第312話

 会うのは今日が初めてでも、他人という気がしないの。

「さあ、戻りましょうか」

「……ええ」

 再び居間でお茶の湯気を呷りながら、わたしたちは対面した。

 聡子さんがお礼を述べる。

「曲の件、本当にありがとうございました。おかげで歌うことができます」

「いいえ、そんな……こちらこそ版権の関係で、振りまわしてしまったみたいで、本当にごめんなさいね」

「先生のせいではありませんよ。でも助かりました」

 わたしと結依はあっと声を重ねる。

「版権ってまさか……杏さん!」

「そ、そうよ! じゃあ、このかたが『湖の瑠璃』を……」

 わたしたちがたった今挨拶してるのは、あの『湖の瑠璃』の作者だったのよ。

 楽曲の評価は決して高いわけじゃない。テレビドラマのエンディングで二回、オンエアされただけ。

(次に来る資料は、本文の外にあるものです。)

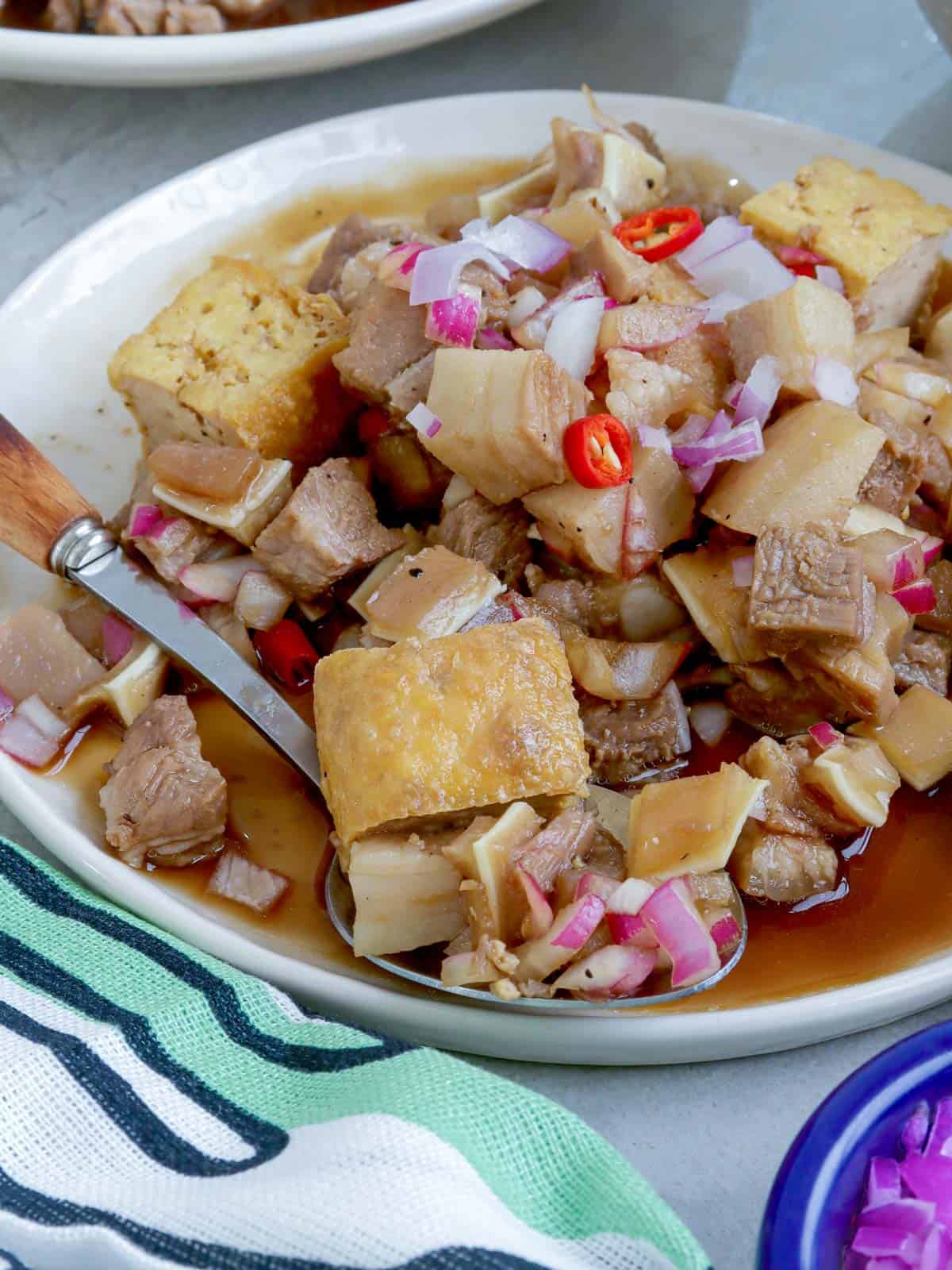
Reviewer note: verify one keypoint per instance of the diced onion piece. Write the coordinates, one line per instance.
(672, 916)
(424, 421)
(654, 438)
(524, 304)
(835, 381)
(918, 597)
(539, 918)
(145, 520)
(573, 336)
(825, 734)
(758, 394)
(593, 883)
(710, 721)
(609, 972)
(217, 581)
(117, 639)
(437, 272)
(238, 878)
(454, 321)
(494, 340)
(831, 279)
(723, 233)
(524, 241)
(397, 268)
(743, 569)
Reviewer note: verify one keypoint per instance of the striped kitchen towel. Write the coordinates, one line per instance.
(159, 1109)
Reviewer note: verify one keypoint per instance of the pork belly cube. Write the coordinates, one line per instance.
(497, 537)
(917, 740)
(386, 338)
(406, 893)
(626, 740)
(689, 825)
(806, 584)
(432, 594)
(861, 679)
(717, 606)
(797, 325)
(232, 361)
(816, 459)
(463, 723)
(503, 417)
(40, 656)
(163, 802)
(927, 660)
(880, 234)
(327, 530)
(782, 867)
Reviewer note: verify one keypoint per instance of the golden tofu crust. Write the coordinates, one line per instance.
(232, 361)
(446, 725)
(861, 222)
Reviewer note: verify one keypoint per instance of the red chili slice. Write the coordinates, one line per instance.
(598, 451)
(660, 233)
(287, 653)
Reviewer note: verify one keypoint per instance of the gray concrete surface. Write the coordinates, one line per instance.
(708, 1137)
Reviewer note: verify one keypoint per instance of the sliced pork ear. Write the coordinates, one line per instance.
(40, 656)
(163, 802)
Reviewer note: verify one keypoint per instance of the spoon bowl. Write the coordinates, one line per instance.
(340, 908)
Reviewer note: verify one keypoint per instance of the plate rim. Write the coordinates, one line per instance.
(701, 1034)
(243, 55)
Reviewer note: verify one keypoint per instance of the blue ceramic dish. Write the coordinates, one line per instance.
(820, 1183)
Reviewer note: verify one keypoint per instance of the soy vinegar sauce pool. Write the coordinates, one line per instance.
(898, 910)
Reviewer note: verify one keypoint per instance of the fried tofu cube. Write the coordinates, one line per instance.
(429, 729)
(880, 234)
(232, 361)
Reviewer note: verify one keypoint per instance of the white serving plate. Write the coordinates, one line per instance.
(230, 57)
(57, 333)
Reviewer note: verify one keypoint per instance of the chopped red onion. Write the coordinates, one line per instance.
(573, 336)
(217, 581)
(117, 639)
(609, 972)
(654, 438)
(710, 721)
(424, 421)
(437, 272)
(145, 520)
(831, 279)
(758, 395)
(835, 381)
(397, 268)
(918, 597)
(526, 243)
(720, 305)
(454, 321)
(492, 338)
(672, 916)
(825, 734)
(723, 233)
(743, 569)
(747, 270)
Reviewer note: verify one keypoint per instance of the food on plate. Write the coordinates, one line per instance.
(905, 1218)
(602, 530)
(171, 17)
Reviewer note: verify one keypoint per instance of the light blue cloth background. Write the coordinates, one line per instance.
(869, 69)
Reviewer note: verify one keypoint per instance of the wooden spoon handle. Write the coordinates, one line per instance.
(37, 502)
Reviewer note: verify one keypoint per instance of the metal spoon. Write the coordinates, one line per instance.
(340, 908)
(46, 520)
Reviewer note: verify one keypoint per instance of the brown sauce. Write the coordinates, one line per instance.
(29, 14)
(898, 908)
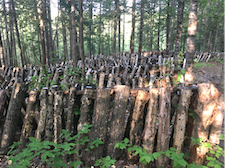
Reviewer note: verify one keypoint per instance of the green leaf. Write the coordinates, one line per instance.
(182, 162)
(126, 140)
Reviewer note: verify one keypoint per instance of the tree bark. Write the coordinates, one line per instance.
(82, 40)
(164, 125)
(43, 113)
(115, 26)
(167, 27)
(42, 34)
(74, 45)
(18, 36)
(29, 118)
(179, 31)
(192, 25)
(99, 29)
(216, 36)
(209, 42)
(150, 123)
(181, 119)
(13, 115)
(132, 28)
(159, 25)
(207, 100)
(2, 52)
(100, 124)
(117, 121)
(65, 50)
(90, 26)
(7, 36)
(141, 29)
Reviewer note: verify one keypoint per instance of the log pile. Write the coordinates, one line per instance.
(123, 96)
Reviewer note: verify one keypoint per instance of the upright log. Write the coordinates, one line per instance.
(84, 119)
(137, 117)
(13, 115)
(164, 125)
(181, 119)
(43, 113)
(150, 123)
(100, 124)
(70, 115)
(57, 115)
(49, 116)
(117, 121)
(29, 119)
(207, 100)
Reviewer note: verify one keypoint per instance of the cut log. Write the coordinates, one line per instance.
(13, 115)
(137, 117)
(84, 119)
(207, 100)
(57, 115)
(181, 119)
(164, 125)
(29, 119)
(150, 123)
(70, 114)
(117, 121)
(217, 123)
(100, 125)
(49, 117)
(43, 113)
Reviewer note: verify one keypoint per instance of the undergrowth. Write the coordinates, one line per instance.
(51, 154)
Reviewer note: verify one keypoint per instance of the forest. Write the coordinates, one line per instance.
(112, 83)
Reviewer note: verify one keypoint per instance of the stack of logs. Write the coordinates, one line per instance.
(130, 97)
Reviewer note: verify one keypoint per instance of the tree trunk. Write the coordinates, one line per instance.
(42, 34)
(179, 30)
(209, 42)
(167, 27)
(99, 29)
(164, 126)
(192, 25)
(119, 15)
(123, 33)
(74, 45)
(100, 125)
(132, 28)
(2, 52)
(43, 113)
(65, 51)
(90, 26)
(84, 119)
(141, 29)
(117, 121)
(150, 122)
(7, 36)
(18, 35)
(216, 36)
(29, 118)
(82, 39)
(51, 43)
(115, 26)
(13, 57)
(13, 115)
(159, 25)
(181, 119)
(207, 100)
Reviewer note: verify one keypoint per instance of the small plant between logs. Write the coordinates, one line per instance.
(137, 111)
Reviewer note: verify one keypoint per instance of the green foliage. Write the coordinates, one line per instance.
(105, 162)
(50, 153)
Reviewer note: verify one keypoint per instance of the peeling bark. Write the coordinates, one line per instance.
(117, 121)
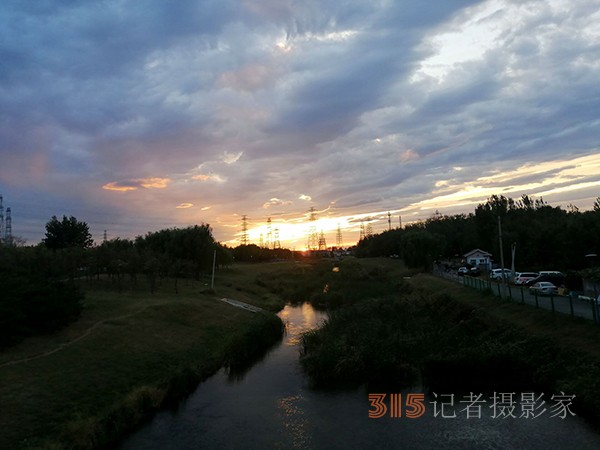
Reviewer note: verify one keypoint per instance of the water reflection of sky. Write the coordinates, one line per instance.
(299, 320)
(273, 406)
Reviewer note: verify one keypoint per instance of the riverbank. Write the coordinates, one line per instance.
(440, 335)
(130, 354)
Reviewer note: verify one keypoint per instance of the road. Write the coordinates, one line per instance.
(558, 303)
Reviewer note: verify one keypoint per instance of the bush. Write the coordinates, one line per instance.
(35, 304)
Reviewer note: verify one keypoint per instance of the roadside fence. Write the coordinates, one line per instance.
(572, 303)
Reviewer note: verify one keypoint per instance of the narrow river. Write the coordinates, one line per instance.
(273, 406)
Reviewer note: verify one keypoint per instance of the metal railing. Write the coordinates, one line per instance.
(573, 304)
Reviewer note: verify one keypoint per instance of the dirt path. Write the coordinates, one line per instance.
(69, 343)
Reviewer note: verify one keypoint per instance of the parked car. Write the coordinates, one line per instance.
(523, 277)
(543, 288)
(556, 278)
(496, 274)
(474, 271)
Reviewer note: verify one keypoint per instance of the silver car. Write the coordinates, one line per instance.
(543, 288)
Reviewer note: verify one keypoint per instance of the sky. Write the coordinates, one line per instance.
(135, 116)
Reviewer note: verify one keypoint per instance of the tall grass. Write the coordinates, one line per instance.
(417, 336)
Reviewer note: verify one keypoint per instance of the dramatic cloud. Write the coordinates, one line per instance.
(114, 112)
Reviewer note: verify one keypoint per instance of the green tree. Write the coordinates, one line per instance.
(67, 233)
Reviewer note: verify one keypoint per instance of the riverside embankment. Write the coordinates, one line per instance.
(130, 354)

 でも『湖の瑠璃』は、わたしと結依とリカが初めて一緒に歌った、大切な曲。わたしたちにとっては本当の意味でのデビュー曲だった。

「大野監督はご存知かしら? 大野さんとは昔から親交があってねぇ」

 リカが海外ロケに参加してる映画の、総監督ね。

 大野監督とのコネクションは今なお生きてて、お婆さんは去年、ドラマのエンディングテーマを担当することになったそうなの。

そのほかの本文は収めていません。